Lately the crickets will not shut up. They have something to get off their chitinous chests, and they chatter so loudly you can't hear the planes landing overhead. We all love crickets, of course, because it's a comforting song of the season, a serenade that takes us back to the endless summers of yore. A warm August night, the trebly melody of bug-notes drifting in the window as you faded off to sleep — it's one of those things that completes a summer.

Same with the droning cicadas. Every year you notice the first cicada you hear and remind yourself: You'll never notice the last one. One day they're droning away like a bright drill through an iron bar. The next they're silent. It's a week before you realize they've said all they needed to say, and closed the book on summer.

Because they're dead!

Sorry, just needed to stop with the sentimental mush. Crickets are great, but two small points:

1. We'd feel different if the crickets were really, really loud and never shut up. Everyone's haggard at the office the next day because it's Cricket Season. Retailers would sell Cricket Muffs. We'd snap at loved ones and blame the Cricket Jitters.

2. We would feel very different about them if crickets were really, really big. I worked for a summer in a warehouse that was full of crickets, and they're nothing like your bipedal Jiminy Cricket types with the hat and waistcoat. One or two, you can ignore. A dozen clumped together, ew. Fifty in a writhing mass, get a flamethrower. If they were the size of cats, the eveningsong would be terrifying, and people would string electrified wire in their bushes.

Zap zap bzzt zap screech screech zap bzzt. "Are they gone now, daddy? Are the monsters gone?" "Not yet, honey. Soon. It'll be over soon." Zap screech bzzt.

And in the morning you'd have to clean it up. With a shovel. And you'd have to put them in the compost bin because they're organic.

Say, did know you can tell the temperature from their chirps? Count the number of chirps per minute, then divide by ⅞, add nine and multiply by 1.5 in Base Eight, and you have the temp. Unless you have European crickets, which chirp in Celsius. I have no idea who figured this out. It's like discovering that the yowls of alleycats in heat are related to the number of sunspots. Whoever did it was pretty proud of himself, you know. "Eureka! This must be how cave men discovered the temperature!"
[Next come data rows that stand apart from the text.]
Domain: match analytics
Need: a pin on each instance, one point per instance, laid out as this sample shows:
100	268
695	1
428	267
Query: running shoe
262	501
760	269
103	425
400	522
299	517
Well, enjoy the crickets while you can. The song is unchanging from year to year, even though the insects themselves perish. If you grew up hearing frog-song, as well, you know what a guttural counterpoint they offered — frogs were the spirit animals of 12-year-old boys who burp the alphabet, and their basso belches gave the evening a silly sonata both low and high. There soon will be a day without cicadas and a night without crickets. Then comes the silence. Then comes the geese overhead, a ragged zipper closing up the season, honking farewell.

But that's still a ways away. We've much summer left. It's not like the Fair starts in 10 days, you know. It's 11 days away. Practically forever.